My desk is so high that I have to read the compass in the flipped-up mirror.

Same angle as before: ninety degrees off from the direction I’ve been taking. My compass is fine and I’m a ninny. I still can’t believe it. Before taking any decisions, I’d better get my map aligned exactly along a north-south axis. Gingerly I lift a corner of the map — it was already quite worn before, but now it’s soaked through I’m afraid the paper will disintegrate. The map unsticks from the surface without mishaps. I spread it out again, but one of the corners is turned down. I smooth it out and in doing so brush against the compass with my sleeve.

The compass has vanished.

I come to my senses with my left thumbnail between my teeth, having received what feels like a stunning blow to the head. I begin walking around the perimeter of the blocks, trying to make out where the cracks between them are widest. I crouch down by each one to peer into the fissure, but can’t see my compass anywhere.

In desperation I try climbing on top of the rocks — my knee! my knee! The sides are too straight. Should I try putting a smaller stone against the base for me to get up on? But for a stone to serve as a step it has to be quite big — too big for me to lift. I take a run-up and hurl myself at the lowest of the three blocks, slap my arms over the top, hook my fingers round the far edge and pull. Hanging on like this could make the whole thing topple backwards. Oh, to be crushed to death and be done with it all! No such luck — it must weigh at least three tons. I swing my left leg in search of purchase for my foot, but my toecap keeps scuffing downwards. Wriggling, yelping, frantically swinging my left leg, I miraculously succeed in getting my foot over the top. Now I can easily lever myself up. I stand up straight. First I look about me for any sign of Arne. I call his name two or three times. Then I sit down and peer into the fissures between the blocks. Pitch dark. Throwing down a burning match might help. My matches are soaked. Arne’s got the extra box in his rucksack, all I have is this one box.

*

Hoping maybe to find the compass by touch, I reach into the fissures as far as my arm will go. It’s such a tight fit that I have to roll up my sleeves first, and the sharp rock grazes my skin. I explore all three cracks, hoping, no, willing that the compass didn’t fall all the way to the bottom, but is wedged within arm’s reach.

I do not find it.

If I had a long rod, or a branch, then I could have another go … Blasted mosquitoes, why can’t they leave me alone for once?

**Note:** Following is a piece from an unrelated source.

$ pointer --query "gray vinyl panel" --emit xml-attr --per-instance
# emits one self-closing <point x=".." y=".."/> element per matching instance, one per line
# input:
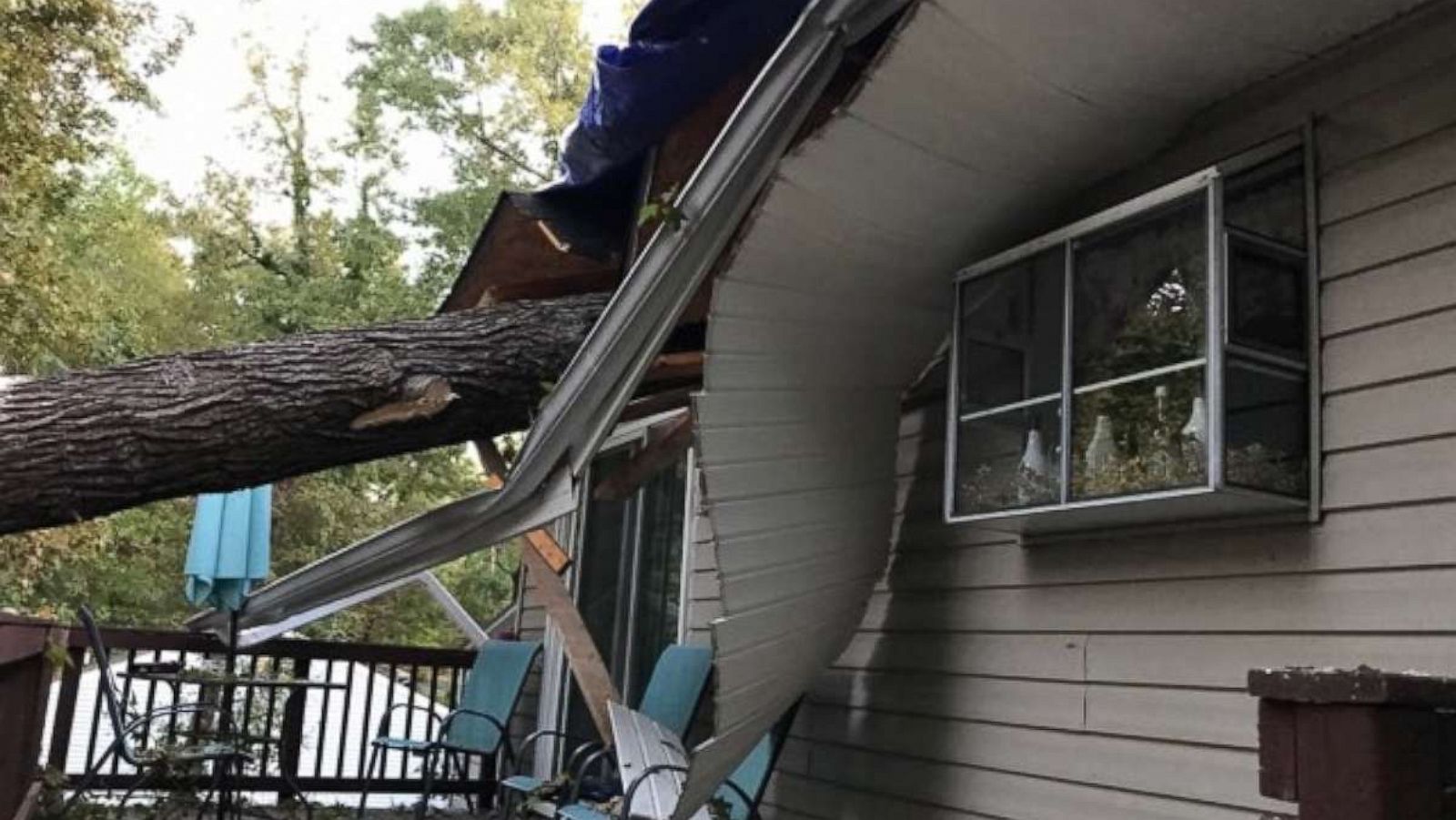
<point x="977" y="124"/>
<point x="1094" y="677"/>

Not a single branch longer than fifty centimetres around here. It flashes across my mind that I could undertake a little expedition to some glen sheltered enough for proper birches to grow there, or spruces. But for one thing I wouldn’t know where to go looking for the nearest sheltered glen, and for another I can’t mark my current position on the map because I don’t know it.

Retrieving my compass is impossible without another compass.

Any other options?

I slither down from the rocks and look in my rucksack, although I know there’s nothing in there that could be of any use. I take out the fishing net anyway.

There are long cords attached to either end. I tie one of them around a fist-sized stone, which I can then lower into the deep by way of a dredging tool.

I dredge all three fissures, but all I turn up is black humus.

Some kind of stick is what I need, but I haven’t got one. What’s the time? Twenty to six. If Arne was so sure which way to go, he must have realised by now that I went off in the wrong direction. He must have realised that I genuinely made a mistake. Why hasn’t he come looking for me?